Prerequisite(s): Either an adequate knowledge of ancient Greek or the consent of the instructor is required; students should have refreshed their familiarity with the Iliad and Odyssey. Open to undergrads.
Equivalent Course(s): CLCV 21717,SCTH 31613

CLAS 32117. Fate and Duty: European Tragedy from Aeschylus to Brecht. 100 Units.

This class will explore the development of European drama from Attic tragedy and comedy and their reception in Ancient Rome and French Neoclassicism to the transformation of dramatic form in 18-20th c. European literatures. The focus will be on the evolution of plot, characterization, time-and-space of dramatic action, ethical notions (free will, guilt, conscience), as well as on representations of affect. All readings in English. No prerequisites.

Instructor(s): Staff     Terms Offered: Autumn
Equivalent Course(s): CMLT 32402,GRMN 22402,CLCV 22117,REES 22402,CMLT 22402

CLAS 33315. History of Skepticism, Pre-Socratic Greece to Enlightenment. 100 Units.

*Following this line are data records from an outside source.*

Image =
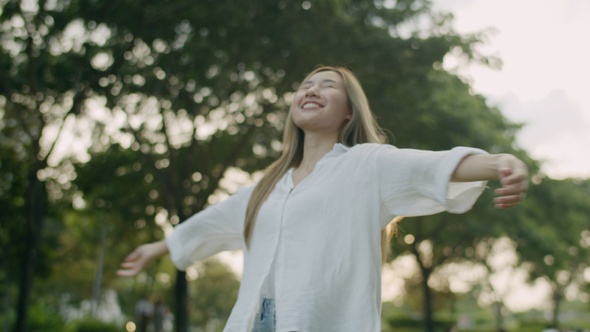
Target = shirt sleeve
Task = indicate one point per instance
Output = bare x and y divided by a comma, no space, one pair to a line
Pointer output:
418,182
217,228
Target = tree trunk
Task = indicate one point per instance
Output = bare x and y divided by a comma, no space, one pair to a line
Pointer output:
427,305
499,318
181,297
5,299
34,223
96,287
556,303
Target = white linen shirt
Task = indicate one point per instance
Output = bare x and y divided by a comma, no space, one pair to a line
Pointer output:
325,233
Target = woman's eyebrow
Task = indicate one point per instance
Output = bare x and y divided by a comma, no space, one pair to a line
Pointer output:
327,80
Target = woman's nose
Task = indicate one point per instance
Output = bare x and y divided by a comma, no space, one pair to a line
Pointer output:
312,91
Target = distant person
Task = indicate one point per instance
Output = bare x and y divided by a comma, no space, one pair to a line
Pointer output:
160,312
311,229
144,311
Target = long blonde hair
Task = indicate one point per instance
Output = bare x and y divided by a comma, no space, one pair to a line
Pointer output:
361,128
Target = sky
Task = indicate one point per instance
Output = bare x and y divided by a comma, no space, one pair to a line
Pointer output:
543,82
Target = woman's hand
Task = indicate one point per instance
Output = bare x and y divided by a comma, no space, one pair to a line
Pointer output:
140,257
513,175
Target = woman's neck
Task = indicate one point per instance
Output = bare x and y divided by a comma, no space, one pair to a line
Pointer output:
314,148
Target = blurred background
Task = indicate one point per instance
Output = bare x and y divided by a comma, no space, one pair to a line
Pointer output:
118,120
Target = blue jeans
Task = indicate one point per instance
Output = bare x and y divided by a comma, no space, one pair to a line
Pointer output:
266,319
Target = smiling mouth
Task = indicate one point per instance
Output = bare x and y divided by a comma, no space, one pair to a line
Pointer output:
310,105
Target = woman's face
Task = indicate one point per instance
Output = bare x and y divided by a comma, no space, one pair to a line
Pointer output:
321,104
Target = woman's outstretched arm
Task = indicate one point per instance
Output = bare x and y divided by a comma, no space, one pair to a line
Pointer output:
511,171
140,257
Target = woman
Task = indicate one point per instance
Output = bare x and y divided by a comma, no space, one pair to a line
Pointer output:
311,228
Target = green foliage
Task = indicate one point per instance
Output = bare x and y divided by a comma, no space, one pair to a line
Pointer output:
43,318
92,325
169,99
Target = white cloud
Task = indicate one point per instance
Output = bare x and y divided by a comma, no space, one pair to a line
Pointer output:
544,78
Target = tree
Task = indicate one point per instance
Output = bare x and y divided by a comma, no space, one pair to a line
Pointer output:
181,92
553,239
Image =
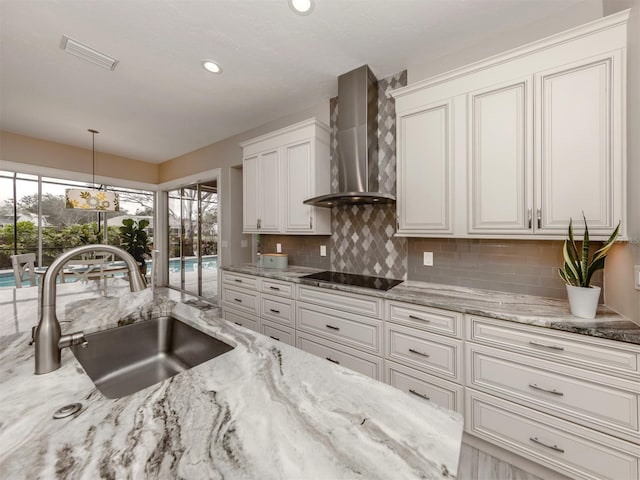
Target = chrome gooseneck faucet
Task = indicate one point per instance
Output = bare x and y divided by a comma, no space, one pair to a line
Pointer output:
48,339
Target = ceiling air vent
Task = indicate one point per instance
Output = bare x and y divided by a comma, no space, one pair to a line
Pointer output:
84,52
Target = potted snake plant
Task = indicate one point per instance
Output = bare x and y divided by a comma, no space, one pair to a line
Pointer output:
578,270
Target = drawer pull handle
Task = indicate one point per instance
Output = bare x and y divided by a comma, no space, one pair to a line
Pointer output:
418,394
552,447
554,392
418,352
552,347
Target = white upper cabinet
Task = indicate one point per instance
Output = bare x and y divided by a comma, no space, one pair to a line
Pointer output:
516,145
280,171
424,177
500,158
261,192
579,159
250,202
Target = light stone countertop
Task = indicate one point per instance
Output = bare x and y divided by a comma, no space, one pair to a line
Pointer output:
527,309
263,410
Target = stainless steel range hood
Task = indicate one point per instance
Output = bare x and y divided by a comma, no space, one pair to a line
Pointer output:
357,143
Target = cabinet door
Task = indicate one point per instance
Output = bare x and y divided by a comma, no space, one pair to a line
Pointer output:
500,158
298,168
425,170
580,156
269,192
250,194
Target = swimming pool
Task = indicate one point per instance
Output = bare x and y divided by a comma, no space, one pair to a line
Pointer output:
209,262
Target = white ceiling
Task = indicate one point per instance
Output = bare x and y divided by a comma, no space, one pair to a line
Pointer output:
160,103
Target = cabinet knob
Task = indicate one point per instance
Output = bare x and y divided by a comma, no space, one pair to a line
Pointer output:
547,445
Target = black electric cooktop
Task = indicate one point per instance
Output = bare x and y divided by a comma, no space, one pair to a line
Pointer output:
365,281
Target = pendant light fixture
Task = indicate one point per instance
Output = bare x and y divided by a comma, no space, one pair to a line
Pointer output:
92,199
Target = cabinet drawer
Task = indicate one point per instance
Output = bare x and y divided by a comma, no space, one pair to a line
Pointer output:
354,330
425,318
279,332
443,393
344,301
278,309
240,299
583,398
573,450
360,362
244,320
241,280
277,287
607,356
425,351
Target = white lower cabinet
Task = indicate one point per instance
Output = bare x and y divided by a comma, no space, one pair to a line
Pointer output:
279,332
602,403
569,402
424,352
527,391
244,320
557,444
349,334
241,300
364,363
428,387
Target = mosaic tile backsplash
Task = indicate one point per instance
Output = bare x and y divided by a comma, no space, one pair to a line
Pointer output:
362,240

Doubt has been a fundamental tool from the foundations of Western philosophy, used by radicals and orthodox thinkers, skeptics and system-builders, theologians and scientists. Philosophical skepticism and its evolving palette of intellectual tools shaped the ancient philosophical schools of Greece and Rome, the solidification of early Christian doctrine, the scholastic debates of the later Middle Ages, the neoclassical explosions of the Renaissance, the "new philosophy" of the seventeenth century, the radical projects of the Enlightenment, and the advent of the modern scientific method. This course reviews the history of systematic philosophical doubt, focusing on primary source readings from Sextus Empiricus and Cicero to William of Ockham and the Averroist controversies, to Montaigne, Descartes, Bacon, and Diderot. Undergraduate writing assignments focus on polishing advanced writing ability through short assignments targeting concision, critical thinking, and journalistic writing skills with creative elements. Enrolled graduate students will be invited to additional graduate-only discussions and have supplementary assignments, including secondary source and historiographical readings and self-designed customized research papers. Both undergraduates and graduate students from outside the Department of History are welcome.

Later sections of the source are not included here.